Outra conclusão da crítica doméstica ao desempenho militar da Rússia, amplificada pela invectiva pública de Prigozhin, é que nem tudo está calmo entre as elites russas. E se a inquietação continuar crescendo neste eleitorado crítico do regime de Putin, o resultado pode facilmente ser uma crescente instabilidade em Moscou, que o Ocidente provavelmente explorará.

Existem vários perigos concebíveis nesse cenário. Eles incluem a impossibilidade de prever quem pode suceder a Putin se ele cair do poder, ou se esse sucessor representaria uma ameaça maior ou menor à estabilidade internacional. E, em qualquer mudança no Kremlin, seriam levantadas questões sobre a segurança e a cadeia de comando do arsenal nuclear da Rússia, o maior do mundo.

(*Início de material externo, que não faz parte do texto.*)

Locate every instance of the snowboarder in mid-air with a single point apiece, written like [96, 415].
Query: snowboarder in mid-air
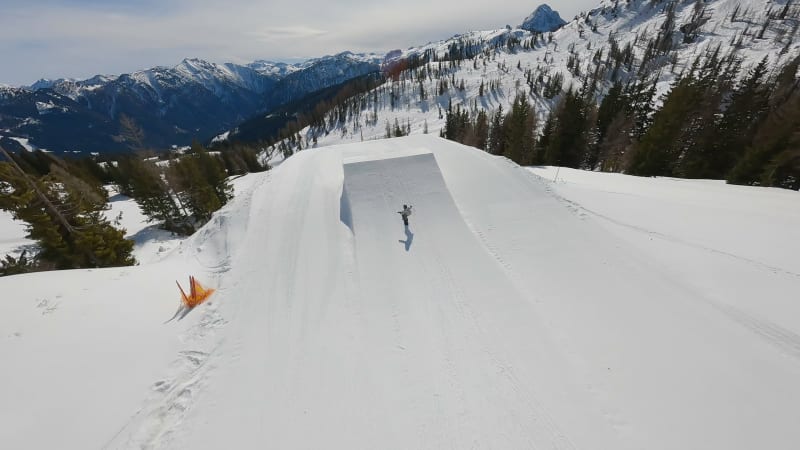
[405, 213]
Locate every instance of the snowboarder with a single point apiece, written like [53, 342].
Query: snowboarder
[405, 213]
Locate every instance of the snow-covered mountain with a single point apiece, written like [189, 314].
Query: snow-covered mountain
[542, 20]
[609, 42]
[196, 99]
[600, 311]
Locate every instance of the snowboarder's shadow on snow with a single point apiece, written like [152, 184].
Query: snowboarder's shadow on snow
[409, 238]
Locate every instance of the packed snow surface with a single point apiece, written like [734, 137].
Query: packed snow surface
[596, 312]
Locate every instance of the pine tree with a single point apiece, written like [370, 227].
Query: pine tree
[64, 215]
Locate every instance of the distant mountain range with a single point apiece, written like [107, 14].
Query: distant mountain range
[194, 100]
[543, 20]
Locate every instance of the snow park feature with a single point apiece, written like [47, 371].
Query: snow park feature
[599, 311]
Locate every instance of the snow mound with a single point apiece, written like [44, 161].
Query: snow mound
[512, 313]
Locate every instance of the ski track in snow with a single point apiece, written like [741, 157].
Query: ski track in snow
[506, 316]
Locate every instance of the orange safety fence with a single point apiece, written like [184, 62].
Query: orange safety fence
[197, 293]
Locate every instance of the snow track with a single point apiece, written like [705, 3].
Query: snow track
[503, 317]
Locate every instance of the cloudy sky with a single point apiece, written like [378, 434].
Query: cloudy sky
[81, 38]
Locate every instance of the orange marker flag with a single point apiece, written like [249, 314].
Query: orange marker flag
[197, 293]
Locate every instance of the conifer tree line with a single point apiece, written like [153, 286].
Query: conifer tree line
[709, 125]
[62, 201]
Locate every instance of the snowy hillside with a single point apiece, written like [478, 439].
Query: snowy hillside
[514, 312]
[612, 40]
[195, 99]
[542, 20]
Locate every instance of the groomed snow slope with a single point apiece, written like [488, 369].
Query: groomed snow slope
[505, 317]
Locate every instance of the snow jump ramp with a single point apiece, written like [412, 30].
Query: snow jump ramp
[504, 318]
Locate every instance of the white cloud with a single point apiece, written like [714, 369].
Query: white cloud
[79, 38]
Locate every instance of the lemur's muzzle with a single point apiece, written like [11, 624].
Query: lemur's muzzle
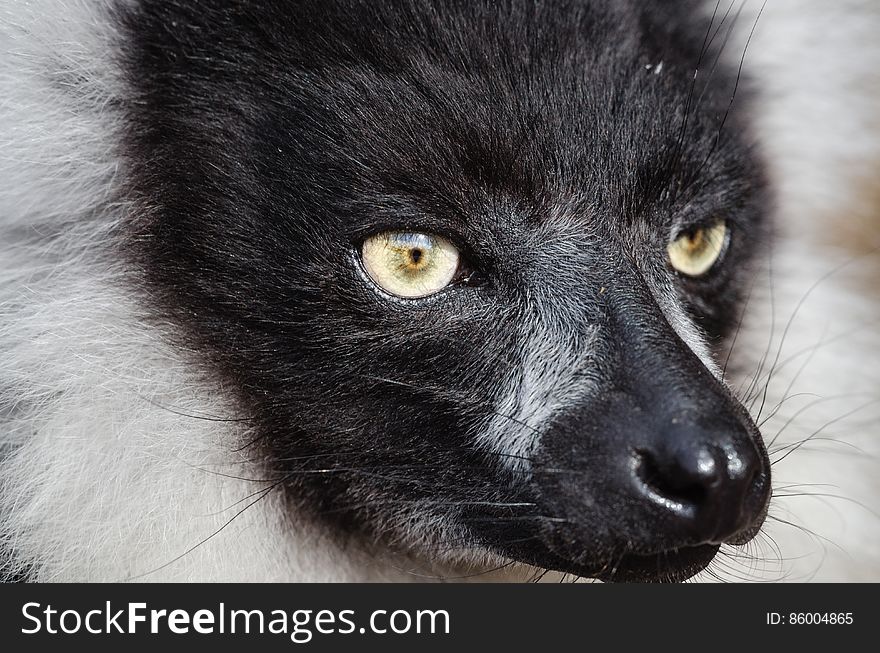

O Ocidente, então, deve proceder com a devida cautela – mas também com senso de oportunidade. Se os Estados Unidos e seus aliados puderem pressionar ainda mais as elites russas – por exemplo, reprimindo os banqueiros, advogados e outros que os atendem -, a pressão sobre Putin para acabar com a guerra aumentaria ainda mais.

O exército da Rússia na Ucrânia pode não entrar em colapso tão cedo; pode ser capaz de manter suas posições profundamente entrincheiradas diante de uma esperada contraofensiva ucraniana. Mas a manobra que coloca Prigozhin contra o alto escalão da Rússia, que faz uma zombaria da unidade de comando, reflete a podridão de um regime para o qual o cinismo, a repressão, as mentiras e a violência são características definidoras.